C’est ainsi qu’on découvre des photos du port de Sète qui sont associées à des photos du tableau «Le Grand remorqueur», peint par Fernand Léger en 1923. Le point commun entre Stéphane Couturier et Fernand Léger? Le goût du rythme, de la couleur, des transformations urbaines.
«J’associe les deux images et je travaille par ordinateur les transparences et les opacités pour créer un nouvel équilibre et une nouvelle image. Ce travail me permet de sortir de l’aspect statique de la photo pour aller vers une image plus fluide, plus dynamique. Mais je conserve quand même une racine documentaire, nous ne sommes pas dans la fiction. Toutefois, il y a plusieurs niveaux de lecture des images. Un peu à la manière cubiste, je fragmente, déconstruis et reconstruis.
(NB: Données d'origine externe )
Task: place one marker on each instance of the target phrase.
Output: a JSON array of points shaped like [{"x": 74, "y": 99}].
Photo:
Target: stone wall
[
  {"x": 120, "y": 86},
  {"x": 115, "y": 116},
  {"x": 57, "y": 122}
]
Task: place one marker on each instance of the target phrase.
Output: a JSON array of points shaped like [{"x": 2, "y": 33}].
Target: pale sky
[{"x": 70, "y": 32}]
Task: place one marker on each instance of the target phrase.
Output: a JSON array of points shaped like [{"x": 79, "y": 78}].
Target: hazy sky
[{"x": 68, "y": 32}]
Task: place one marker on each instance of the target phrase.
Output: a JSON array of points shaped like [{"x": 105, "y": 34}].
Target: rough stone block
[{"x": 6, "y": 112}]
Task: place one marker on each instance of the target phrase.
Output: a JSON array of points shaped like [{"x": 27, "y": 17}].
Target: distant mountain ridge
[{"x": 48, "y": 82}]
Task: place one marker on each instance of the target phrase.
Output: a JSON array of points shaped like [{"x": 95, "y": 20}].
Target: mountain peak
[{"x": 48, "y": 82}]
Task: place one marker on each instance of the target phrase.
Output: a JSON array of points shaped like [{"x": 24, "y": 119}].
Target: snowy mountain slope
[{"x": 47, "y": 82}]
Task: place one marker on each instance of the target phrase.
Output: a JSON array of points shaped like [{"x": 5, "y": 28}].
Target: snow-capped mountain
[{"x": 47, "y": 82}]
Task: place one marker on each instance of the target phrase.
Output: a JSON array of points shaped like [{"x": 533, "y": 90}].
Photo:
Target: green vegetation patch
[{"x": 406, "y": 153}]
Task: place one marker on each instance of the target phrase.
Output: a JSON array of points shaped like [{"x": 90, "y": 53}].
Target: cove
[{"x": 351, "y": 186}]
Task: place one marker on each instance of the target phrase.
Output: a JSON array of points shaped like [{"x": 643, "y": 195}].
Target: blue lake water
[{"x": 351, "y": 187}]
On est dans l’idée d’une photographie synthétique.»

Série «Les Nouveaux Constructeurs» Sète – Pont Sadi Carnot n° 2, 2018. (Photo: Stéphane Couturier)
En plus de cette série, Stéphane Couturier présente également quelques œuvres issues de la série «Les Nouveaux Constructeurs». Selon le même principe, ces photographies sont le résultat d’un assemblage, mais dont l’iconographie est plus proche du monde de la construction. On y voit des ponts, des éléments métalliques, des éléments de chantier.
On retrouve aussi avec plaisir des œuvres plus anciennes, datant de 2005, réalisées dans les usines de Toyota à Valenciennes. «Pour ces photos, je me suis demandé comment parvenir à rendre compte de l’activité assourdissante qu’il y avait dans cette usine. Par le télescopage des éléments, on perd ses repères, on est assailli par une grande quantité d’éléments qui confèrent une sonorité à l’image, une résonance. Je montre la matière, tout ce qui fait un lieu, avec toutes ces composantes, comme un réservoir de formes, de matières et de couleurs que je retravaille par la suite.»

Série «Chandigarh Replay» – Haute Cour de Justice n° 1, 2006-2007. (Photo: Stéphane Couturier/ADAGP)
Cette approche de superposition est aussi appliquée à la série «Chandigarh Replay», réalisée suite à un séjour de l’artiste sur le site construit par Le Corbusier en Inde. «Pour cette série, je me suis demandé comment aborder ce site si connu et déjà photographié de nombreuses fois, notamment par Lucien Hervé. Alors je me suis intéressé à la dualité, qui est un thème important à la fois pour moi et pour Le Corbusier, puisqu’il y a deux Le Corbusier: l’architecte et l’artiste. C’est pourquoi j’ai choisi d’associer des photographies de ses œuvres et des photographies de ses bâtiments. Le résultat est à la fois une synthèse et une question. Est-ce la réalité, est-ce une fiction? Pour moi, il ne s’agit pas de fiction, mais plutôt d’une forme de réalité augmentée, une réinterprétation du réel enregistré.»
Arendt House, 41, avenue John F. Kennedy à Luxembourg-Kirchberg, jusqu’à fin février. Entrée libre.